Your brain has ~86 billion neurons. Each receives signals, processes them, and fires a signal to other neurons.

Dendrites (inputs) → Cell Body (process) → Axon (output) → Synapses (to other neurons)

The Artificial Neuron mimics this:

  • Inputs: Multiple values (x₁, x₂, x₃, ...)
  • Weights: Strength of each connection (w₁, w₂, w₃, ...)
  • Bias: Threshold to fire (b)
  • Activation: Fire or not based on computation
  • Output: Single value

The Perceptron Formula

output = activation(w₁×x₁ + w₂×x₂ + w₃×x₃ + ... + b)

In matrix form:

output = activation(w·x + b)

Where:

  • w = weight vector (parameters the network learns)
  • x = input vector
  • b = bias term
  • activation = non-linear function (ReLU, Sigmoid, etc.)

Example: Credit Card Approval

Inputs:

  • Income (x₁)
  • Credit score (x₂)
  • Years employed (x₃)

Weights (learned from past data):

  • Income: w₁ = 0.003 (higher income = more likely approved)
  • Credit score: w₂ = 0.02 (higher score = more likely approved)
  • Years employed: w₃ = 0.5 (longer employment = more likely approved)

Bias: b = -2 (need strong signals to approve)

z = 0.003×50000 + 0.02×750 + 0.5×5 - 2
z = 150 + 15 + 2.5 - 2 = 165.5

If activation(165.5) > 0.5: APPROVE
Else: REJECT

Why Non-Linear Activation?

# Without activation (linear)
y = w·x + b

# This is just a line!
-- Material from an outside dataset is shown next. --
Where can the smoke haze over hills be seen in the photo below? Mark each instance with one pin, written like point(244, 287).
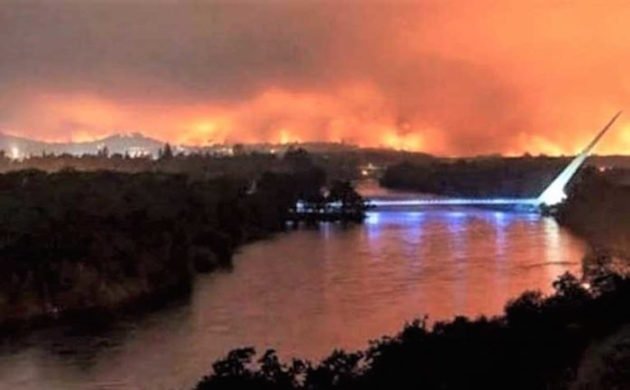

Can only model linear relationships.
# Multiple layers of lines = still just a line (linear combination of linear = linear)

# With activation (non-linear)
y = ReLU(w·x + b)
y = max(0, w·x + b)

# Now we can model any function! (universal approximation theorem)

This is why activation functions are crucial.